Assertion with <= failed
code: assert percies[25] <= percies[50]
left: 25.0
right: 17.0

Wait, the 25th percentile is bigger than the 50th percentile? No way that’s ok.

A lot of digging, googling and reading our original source for implementing percentile interpolation later I figured out the problem. Basically interpolation for small sample sizes is hard and also uncommon. We missed a clause/case stated in the source, that points out that for a too small percentile and sample size the value is to be set to the minimum.

Note that any p ≤ 1/(N+1) will simply be set to the minimum value.

Our p was 0.25 (25th percentile) and 0.25 <= 1/3. Implementing this clause (through guard clauses) fixed the test.

You can check out the full implementation and bug fixes in the PR.

Learnings

The generation part was super easy in the case shown. However, what’s impressive to me is that although the properties were very loosely defined they still uncovered 2 bugs. And that’s in code that both me and many of you have been running for quite a while in benchee. Sure, they are very specific edge cases but that’s what property based testing is good at: Finding edge cases!
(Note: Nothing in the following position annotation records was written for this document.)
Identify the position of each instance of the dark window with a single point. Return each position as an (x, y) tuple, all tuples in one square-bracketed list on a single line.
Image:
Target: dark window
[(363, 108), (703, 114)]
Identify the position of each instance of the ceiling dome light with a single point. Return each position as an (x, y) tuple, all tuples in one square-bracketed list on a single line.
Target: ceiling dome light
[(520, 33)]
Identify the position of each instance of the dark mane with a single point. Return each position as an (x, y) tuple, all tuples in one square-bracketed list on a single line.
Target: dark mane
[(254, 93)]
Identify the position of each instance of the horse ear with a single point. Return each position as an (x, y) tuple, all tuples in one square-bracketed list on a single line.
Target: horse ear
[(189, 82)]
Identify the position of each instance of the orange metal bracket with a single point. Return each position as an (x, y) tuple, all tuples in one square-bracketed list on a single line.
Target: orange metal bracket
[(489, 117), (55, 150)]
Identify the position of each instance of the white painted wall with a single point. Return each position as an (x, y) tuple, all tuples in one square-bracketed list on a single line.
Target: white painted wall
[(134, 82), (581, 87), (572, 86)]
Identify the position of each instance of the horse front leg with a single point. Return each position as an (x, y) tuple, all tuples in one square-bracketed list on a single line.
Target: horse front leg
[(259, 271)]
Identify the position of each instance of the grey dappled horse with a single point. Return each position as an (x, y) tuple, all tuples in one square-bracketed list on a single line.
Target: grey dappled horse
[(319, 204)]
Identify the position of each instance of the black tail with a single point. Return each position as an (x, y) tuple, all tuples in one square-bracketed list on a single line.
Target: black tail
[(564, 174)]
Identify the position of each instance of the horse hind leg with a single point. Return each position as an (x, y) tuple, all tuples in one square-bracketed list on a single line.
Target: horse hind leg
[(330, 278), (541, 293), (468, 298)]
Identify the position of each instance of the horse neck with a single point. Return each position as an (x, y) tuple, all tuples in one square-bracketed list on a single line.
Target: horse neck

If you have other ideas for properties to check, I’m happy to listen and learn. And give property based testing a shot yourselves even with very loose properties – you might be surprised what you find.

 

One thought on “Finding Bugs with Property Based Testing in a Statistics Calculation

  1. Thanks for this posting. It is a good and needed lesson to all of us supposedly professional software developers who do not avail ourselves of the wide range of available testing technologies. It is too easy to spend a few minutes writing the obvious tests and then sit back and think “yep that should cover it…I need to move on”. Um, think again!